Egipto, que había sido durante tantos siglos cuna de una cultura en la que los muertos presidían la existencia de los vivos, tenía que desempeñar un papel indiscutible en el universo esotérico. Alejandría constituía un crisol de saberes: los que procedían de Oriente y los pocos que aún quedaban del mundo helénico. De hecho la ciudad del Delta había sustituido a la ya decadente Atenas, porque ésta, se encontraba sumida en el abandono y la desidia.
En ese magnífico caldo de cultivo que era Alejandría, surgió un movimiento místico-filosófico que no despreciaba en absoluto el hurgar en el mundo de lo oculto. Las fórmulas mágicas, los encantamientos y las palabras poderosas eran una parte importante del patrimonio de los gnósticos, cuyo libro sagrado, la Pistis Sophia, está plagado de alusiones a números, símbolos y sellos sagrados que tenían su origen en la mística hebrea y en los viejos cultos egipcios.
El gnosticismo, cuya doctrina es por demás compleja, constituyó un verdadero señuelo para la mayoría de los sabios herméticos de la época. El propio Sinesio, siendo ya obispo, escribió himnos gnósticos que nada tenían que ver con la ortodoxia cristiana.
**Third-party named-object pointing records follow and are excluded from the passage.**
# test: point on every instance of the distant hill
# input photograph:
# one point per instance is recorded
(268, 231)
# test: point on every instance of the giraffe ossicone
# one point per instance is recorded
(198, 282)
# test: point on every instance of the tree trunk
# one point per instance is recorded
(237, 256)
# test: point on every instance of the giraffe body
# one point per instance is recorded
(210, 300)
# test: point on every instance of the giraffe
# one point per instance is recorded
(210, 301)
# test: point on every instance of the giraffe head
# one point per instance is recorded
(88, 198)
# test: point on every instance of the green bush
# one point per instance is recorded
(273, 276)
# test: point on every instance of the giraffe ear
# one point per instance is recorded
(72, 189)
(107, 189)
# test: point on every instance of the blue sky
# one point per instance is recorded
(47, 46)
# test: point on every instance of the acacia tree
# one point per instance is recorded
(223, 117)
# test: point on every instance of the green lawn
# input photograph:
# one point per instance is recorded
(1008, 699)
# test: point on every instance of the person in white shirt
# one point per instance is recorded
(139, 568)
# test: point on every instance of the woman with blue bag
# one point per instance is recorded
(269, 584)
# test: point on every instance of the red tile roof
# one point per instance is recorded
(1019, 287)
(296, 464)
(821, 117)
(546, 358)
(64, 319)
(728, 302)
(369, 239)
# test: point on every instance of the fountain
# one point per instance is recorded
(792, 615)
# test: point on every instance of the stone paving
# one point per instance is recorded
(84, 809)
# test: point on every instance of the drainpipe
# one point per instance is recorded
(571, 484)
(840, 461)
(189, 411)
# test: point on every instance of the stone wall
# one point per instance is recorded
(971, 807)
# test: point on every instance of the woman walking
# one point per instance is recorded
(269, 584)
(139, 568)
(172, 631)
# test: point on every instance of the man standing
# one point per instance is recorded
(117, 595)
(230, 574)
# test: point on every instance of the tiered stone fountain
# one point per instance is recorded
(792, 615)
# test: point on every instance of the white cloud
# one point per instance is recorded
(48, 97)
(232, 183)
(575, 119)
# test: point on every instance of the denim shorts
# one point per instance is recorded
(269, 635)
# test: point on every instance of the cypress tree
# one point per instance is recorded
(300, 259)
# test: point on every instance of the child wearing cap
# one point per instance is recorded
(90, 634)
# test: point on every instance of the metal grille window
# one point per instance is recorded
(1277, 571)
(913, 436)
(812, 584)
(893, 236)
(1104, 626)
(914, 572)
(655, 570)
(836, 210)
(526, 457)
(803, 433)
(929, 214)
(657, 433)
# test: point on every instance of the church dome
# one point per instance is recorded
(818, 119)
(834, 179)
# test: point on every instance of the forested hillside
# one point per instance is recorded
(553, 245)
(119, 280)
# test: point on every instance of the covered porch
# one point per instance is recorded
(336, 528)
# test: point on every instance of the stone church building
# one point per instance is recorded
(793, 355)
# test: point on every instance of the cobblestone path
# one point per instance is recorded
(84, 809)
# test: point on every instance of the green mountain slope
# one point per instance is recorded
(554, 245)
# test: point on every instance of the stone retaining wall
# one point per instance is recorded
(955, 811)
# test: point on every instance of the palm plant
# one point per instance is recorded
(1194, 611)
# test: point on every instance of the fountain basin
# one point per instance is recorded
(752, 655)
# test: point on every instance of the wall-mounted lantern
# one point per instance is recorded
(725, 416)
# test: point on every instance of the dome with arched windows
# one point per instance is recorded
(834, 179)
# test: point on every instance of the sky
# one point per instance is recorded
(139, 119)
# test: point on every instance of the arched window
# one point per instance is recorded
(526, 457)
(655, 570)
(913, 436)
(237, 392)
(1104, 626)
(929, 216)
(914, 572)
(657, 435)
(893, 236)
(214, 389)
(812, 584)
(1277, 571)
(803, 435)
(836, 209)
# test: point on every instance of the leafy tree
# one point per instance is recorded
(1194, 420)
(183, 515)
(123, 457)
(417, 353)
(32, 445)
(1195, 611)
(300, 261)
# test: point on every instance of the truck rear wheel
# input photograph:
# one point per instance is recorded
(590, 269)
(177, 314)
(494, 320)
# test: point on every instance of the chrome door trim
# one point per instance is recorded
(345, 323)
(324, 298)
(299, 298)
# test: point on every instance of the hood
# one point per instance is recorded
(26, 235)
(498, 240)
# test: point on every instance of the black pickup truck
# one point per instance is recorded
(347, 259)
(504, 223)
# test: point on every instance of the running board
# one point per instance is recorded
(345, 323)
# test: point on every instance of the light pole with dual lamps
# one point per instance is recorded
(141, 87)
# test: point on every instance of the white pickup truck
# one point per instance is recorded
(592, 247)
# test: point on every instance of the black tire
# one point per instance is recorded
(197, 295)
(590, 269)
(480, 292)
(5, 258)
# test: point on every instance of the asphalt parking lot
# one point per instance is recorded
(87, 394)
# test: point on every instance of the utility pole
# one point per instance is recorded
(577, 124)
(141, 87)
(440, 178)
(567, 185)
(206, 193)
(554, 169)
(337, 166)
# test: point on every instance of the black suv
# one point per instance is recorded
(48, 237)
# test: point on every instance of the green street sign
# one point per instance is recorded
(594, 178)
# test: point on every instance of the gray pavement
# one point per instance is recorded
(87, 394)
Esta escuela filosófica de los gnósticos, y posteriormente el neoplatonismo, abrió de par en par las puertas del mundo de lo mágico y de lo esotérico a toda una legión de filósofos, pensadores y eruditos. Una vez que Atenas hubo perdido su hegemonía y Roma acaparó su patrimonio cultural, los adivinos, taumaturgos, profetas y magos de toda índole impusieron su hegemonía, tanto en las clases más elevadas como en el pueblo llano. Las figuras de Apolonio de Tiana, en tiempos del declive helénico, y de Simón el Mago, ya en la Roma imperial, representan dos de los últimos hitos del esoterismo de la Antigüedad.